Penulis: Umdah Aulia Rohmah, M.H., Editor: Aisyah Puan Maharani
Pengaturan moderasi beragama adalah salah satu aspek yang kompleks dalam sistem hukum, karena melibatkan keseimbangan antara kebebasan beragama individu dan perlindungan terhadap keharmonisan sosial. Dalam konteks ini, perspektif ilmu hukum memberikan pemahaman yang mendalam tentang bagaimana regulasi moderasi beragama dapat diimplementasikan secara efektif dan adil.
Landasan Konstitusional
Dalam banyak negara, prinsip kebebasan beragama dijamin oleh konstitusi sebagai hak asasi manusia yang fundamental. Namun demikian, konstitusi juga memberikan landasan bagi negara untuk mengambil tindakan yang diperlukan untuk menjaga ketertiban dan keamanan, serta mempromosikan nilai-nilai sosial yang diakui secara luas. Oleh karena itu, peraturan moderasi beragama haruslah sejalan dengan prinsip-prinsip konstitusional tersebut.
Praktik Moderasi Beragama di Indonesia menunjukkan perkembangan menggembirakan seiring dengan kerukunan umat yang terbukti terus terbina kuat. Optimisme implementasi program Moderasi Beragama akan berjalan semakin sistematis, terencana dan berkelanjutan juga besar dengan terbitnya regulasi baru, yakni Peraturan Presiden Nomor 58 Tahun 2023 tentang Penguatan Moderasi Beragama. Lahirnya Perpres No 58 ini akan semakin mengokohkan langkah dalam menjalankan program penguatan Moderasi Beragama. Perpres ini seolah menjadi penyangga kuat atas regulasi sebelumnya, yakni Perpres Nomor 12 Tahun 2023 yang ditandatangani Presiden Joko Widodo pada 26 Januari 2023.
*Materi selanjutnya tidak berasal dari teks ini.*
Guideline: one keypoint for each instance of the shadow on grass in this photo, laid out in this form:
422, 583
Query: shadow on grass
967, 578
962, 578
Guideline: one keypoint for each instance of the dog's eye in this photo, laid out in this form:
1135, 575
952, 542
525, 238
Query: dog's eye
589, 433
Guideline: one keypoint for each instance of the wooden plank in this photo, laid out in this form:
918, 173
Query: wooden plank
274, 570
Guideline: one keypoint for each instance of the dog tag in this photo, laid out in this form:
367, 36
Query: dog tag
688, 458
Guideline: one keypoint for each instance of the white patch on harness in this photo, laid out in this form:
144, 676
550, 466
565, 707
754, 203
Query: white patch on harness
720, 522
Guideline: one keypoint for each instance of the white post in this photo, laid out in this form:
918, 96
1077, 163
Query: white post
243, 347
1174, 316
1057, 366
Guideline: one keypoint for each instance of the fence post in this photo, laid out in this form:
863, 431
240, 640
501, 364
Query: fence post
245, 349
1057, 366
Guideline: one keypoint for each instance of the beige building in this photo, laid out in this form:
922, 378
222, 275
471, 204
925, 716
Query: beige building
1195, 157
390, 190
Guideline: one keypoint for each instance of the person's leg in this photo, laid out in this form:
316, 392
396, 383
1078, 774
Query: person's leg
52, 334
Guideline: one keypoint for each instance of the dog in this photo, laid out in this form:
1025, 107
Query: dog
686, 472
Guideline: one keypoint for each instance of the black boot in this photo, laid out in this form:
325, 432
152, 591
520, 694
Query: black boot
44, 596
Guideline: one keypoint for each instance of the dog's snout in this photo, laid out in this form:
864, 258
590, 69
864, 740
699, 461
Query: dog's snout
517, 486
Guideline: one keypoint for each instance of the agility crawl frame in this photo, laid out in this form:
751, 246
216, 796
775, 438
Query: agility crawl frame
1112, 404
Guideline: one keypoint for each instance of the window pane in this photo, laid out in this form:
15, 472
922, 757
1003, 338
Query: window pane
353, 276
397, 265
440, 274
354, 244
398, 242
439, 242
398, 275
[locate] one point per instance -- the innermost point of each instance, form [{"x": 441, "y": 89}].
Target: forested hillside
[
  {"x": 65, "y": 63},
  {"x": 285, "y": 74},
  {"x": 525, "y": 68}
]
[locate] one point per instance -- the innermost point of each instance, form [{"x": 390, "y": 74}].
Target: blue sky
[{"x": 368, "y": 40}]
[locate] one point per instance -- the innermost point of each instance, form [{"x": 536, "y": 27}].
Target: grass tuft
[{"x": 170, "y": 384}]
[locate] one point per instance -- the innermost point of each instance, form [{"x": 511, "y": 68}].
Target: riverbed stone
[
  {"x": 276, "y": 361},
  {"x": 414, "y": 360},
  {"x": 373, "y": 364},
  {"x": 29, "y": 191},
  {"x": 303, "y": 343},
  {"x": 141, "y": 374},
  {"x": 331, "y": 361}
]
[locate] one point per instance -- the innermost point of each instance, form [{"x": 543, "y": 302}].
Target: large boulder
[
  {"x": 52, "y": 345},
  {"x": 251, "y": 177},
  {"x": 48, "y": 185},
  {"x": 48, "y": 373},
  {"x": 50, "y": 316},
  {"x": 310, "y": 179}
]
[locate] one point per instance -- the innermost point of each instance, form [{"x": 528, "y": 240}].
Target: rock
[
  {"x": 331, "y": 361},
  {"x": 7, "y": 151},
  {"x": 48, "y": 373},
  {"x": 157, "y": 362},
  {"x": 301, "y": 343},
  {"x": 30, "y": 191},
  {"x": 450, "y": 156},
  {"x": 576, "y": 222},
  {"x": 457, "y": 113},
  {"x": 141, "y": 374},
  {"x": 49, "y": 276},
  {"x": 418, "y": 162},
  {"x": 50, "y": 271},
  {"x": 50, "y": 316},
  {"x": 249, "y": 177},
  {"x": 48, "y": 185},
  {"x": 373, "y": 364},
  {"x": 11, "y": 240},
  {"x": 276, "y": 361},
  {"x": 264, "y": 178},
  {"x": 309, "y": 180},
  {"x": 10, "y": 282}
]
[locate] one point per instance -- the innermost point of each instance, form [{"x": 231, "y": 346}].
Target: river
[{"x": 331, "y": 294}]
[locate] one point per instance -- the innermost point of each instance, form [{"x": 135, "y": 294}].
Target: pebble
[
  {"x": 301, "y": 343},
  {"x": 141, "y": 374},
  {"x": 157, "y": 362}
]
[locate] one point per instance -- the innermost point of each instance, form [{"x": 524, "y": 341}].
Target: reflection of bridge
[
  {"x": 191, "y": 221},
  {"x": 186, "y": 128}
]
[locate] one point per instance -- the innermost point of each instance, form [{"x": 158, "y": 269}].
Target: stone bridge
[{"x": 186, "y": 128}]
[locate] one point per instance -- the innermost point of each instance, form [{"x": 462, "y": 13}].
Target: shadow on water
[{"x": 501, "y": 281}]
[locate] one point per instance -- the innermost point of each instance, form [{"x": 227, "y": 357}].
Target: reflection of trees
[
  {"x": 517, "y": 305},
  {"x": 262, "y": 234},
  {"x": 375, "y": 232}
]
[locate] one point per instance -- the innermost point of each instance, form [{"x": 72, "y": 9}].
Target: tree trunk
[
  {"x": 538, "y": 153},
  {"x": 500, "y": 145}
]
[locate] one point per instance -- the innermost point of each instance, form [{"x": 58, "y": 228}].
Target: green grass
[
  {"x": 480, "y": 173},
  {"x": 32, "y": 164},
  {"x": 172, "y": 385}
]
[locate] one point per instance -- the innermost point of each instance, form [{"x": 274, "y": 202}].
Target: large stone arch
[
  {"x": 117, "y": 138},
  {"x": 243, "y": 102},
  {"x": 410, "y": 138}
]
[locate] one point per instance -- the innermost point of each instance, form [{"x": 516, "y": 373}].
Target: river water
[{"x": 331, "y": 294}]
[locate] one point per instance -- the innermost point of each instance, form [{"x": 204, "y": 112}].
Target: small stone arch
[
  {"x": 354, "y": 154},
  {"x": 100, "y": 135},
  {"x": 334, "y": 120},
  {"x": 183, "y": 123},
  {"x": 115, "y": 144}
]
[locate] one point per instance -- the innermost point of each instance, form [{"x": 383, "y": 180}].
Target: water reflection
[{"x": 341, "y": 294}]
Dalam Pasal 1 Perpres tersebut menjelaskan bahwa Moderasi Beragama merupakan cara pandang, sikap, dan praktik beragama dalam kehidupan bersama dengan cara mengejawantahkan esensi ajaran agama dan kepercayaan yang melindungi martabat kemanusiaan dan membangun kemaslahatan umum berlandaskan prinsip adil, berimbang, dan menaati Pancasila dan Undang-Undang Dasar Negara Republik Indonesia Tahun 1945 sebagai kesepakatan berbangsa.
Perpres tersebut juga menegaskan esensi keagamaan dari moderasi beragama. Pertama, menjaga keselamatan jiwa. Setiap umat beragama dan penghayat kepercayaan harus berupaya mencegah hal buruk yang dapat mengakibatkan terancamnya keselamatan jiwa manusia.
Kedua, menjunjung tinggi keadaban mulia. Setiap umat beragama dan penghayat kepercayaan harus menjadikan nilai moral universal dan pokok ajaran agama dan kepercayaan sebagai pandangan hidup (world view) dengan tetap berpijak pada jati diri bangsa Indonesia.
Ketiga, menghormati harkat dan martabat kemanusiaan. Setiap umat beragama dan penghayat kepercayaan harus mengutamakan sikap memanusiakan manusia, baik laki-laki maupun perempuan atas dasar kesetaraan hak dan kewajiban warga negara demi kemaslahatan bersama.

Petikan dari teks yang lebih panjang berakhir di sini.